Are work habits changing forever?

We are currently witnessing an interesting “readjustment” of how people expect to work post the various COVID-19 lockdowns. Some businesses are accepting that there has been a seismic cultural shift in how employees want to work moving forwards in terms of more home-working and less time in the office. However other businesses are trying to force a return to what they regard as “normal” working conditions and expecting their employees to return to the five days a week and often long hours in the office culture many work places witnessed before COVID-19 changed everything.

What is the situation in public spaces?

In other environments such as shops, pubs and restaurants and public areas such as museums and sports stadiums, the “new normal” is still being sorted out. Some people are very reticent about the removal of face-masks and have got used to having space around them separating them from other people. Younger people seem to be generally more relaxed about the mixing in crowds and where social distancing is not an option. Where will we be in a few years time in terms of remote working, online access to meetings and still allowing people options to attend events “remotely”? It’s an interesting sociological study in many ways.

How are the courts dealing with remote attendance? 

The courts are also experiencing pressures from some people to allow remote hearings and “attendance” via online methods. There appears to be a push-back against those who are seeking to find ways out of attending the court in person, particularly since the lockdowns have come to an end. There have been several recent cases that have featured issues tied into COVID-19 related matters.

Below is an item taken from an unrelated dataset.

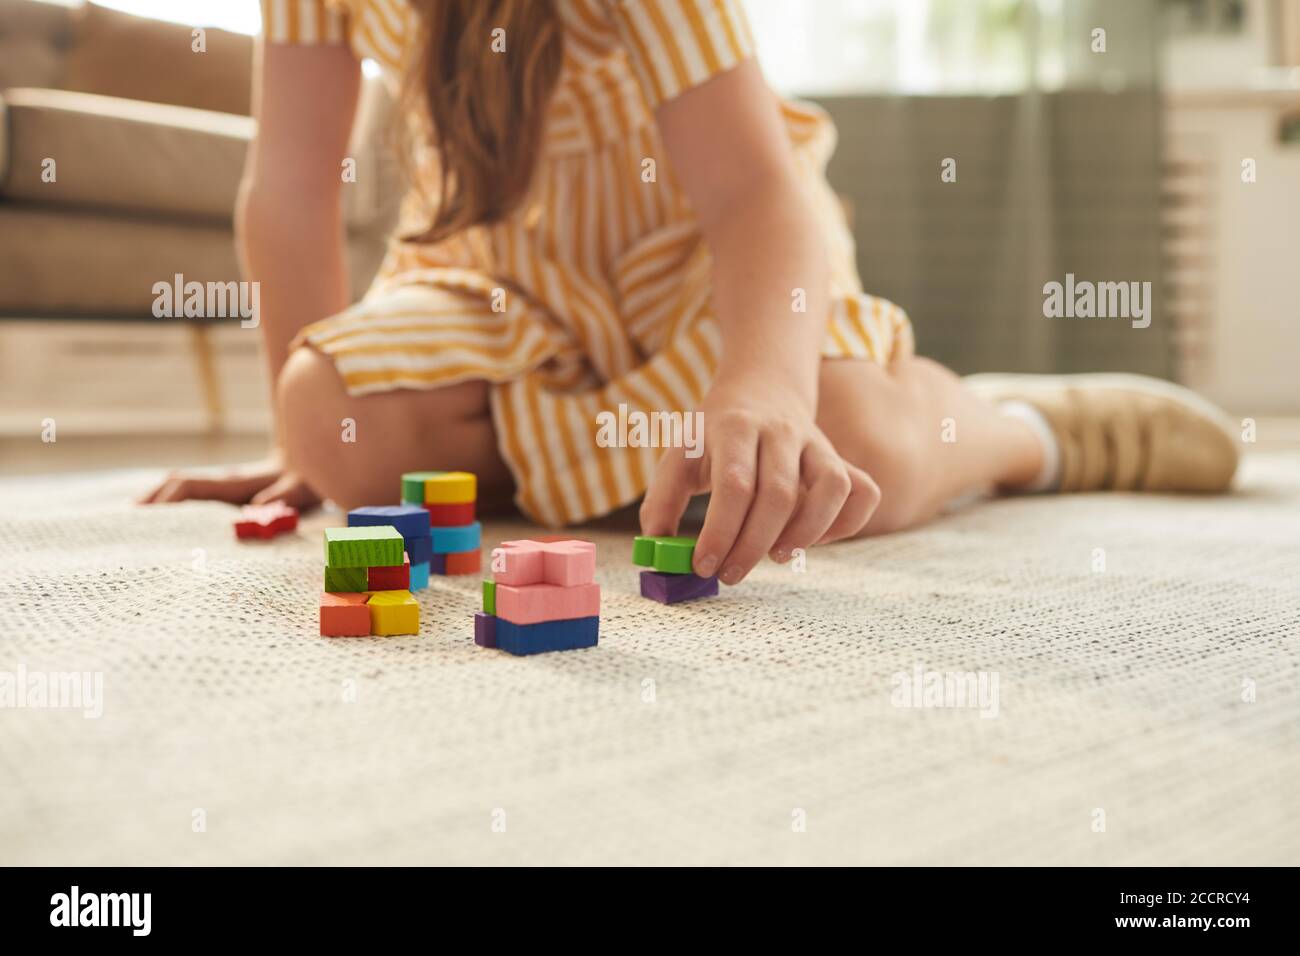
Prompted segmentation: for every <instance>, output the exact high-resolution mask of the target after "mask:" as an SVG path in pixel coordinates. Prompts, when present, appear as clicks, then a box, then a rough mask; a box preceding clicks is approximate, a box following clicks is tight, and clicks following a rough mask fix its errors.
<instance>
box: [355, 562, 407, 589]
mask: <svg viewBox="0 0 1300 956" xmlns="http://www.w3.org/2000/svg"><path fill="white" fill-rule="evenodd" d="M368 570H369V574H367V576H365V589H367V591H411V555H404V559H403V562H402V563H400V564H390V566H387V567H382V566H381V567H372V568H368Z"/></svg>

Business Mortgage Finance 4 plc and others v Hussain [2022] EWHC 353 (Ch) featured a situation where a defendant argued that he could not attend court in person because he had tested positive for COVID-19. The court rejected his argument due to a lack of evidence that he had taken appropriate testing procedures. The judge reminded the parties that “the mode of hearing is a matter for the court, not the parties” and ordered an in-person trial.

Farrer & Co LLP v Meyer [2022] EWHC 362 (QB) also featured a defendant arguing that they wished to attend a court hearing remotely from Zurich down to issues of ill-health. In this case it was reluctantly agreed to though the judge again questioned the strength of the medical evidence presented. The judge warned the parties that remote attendance is not permitted simply for a person’s convenience.

Given these two examples it is best to assume that the courts are likely to become considerably less willing to allow remote attendance at legal hearings the further we draw away from the main pandemic. Whether the attitudes shown in the courts start to permeate through other parts of society and we see a return to the “old norm” as the “new norm” waits to be seen.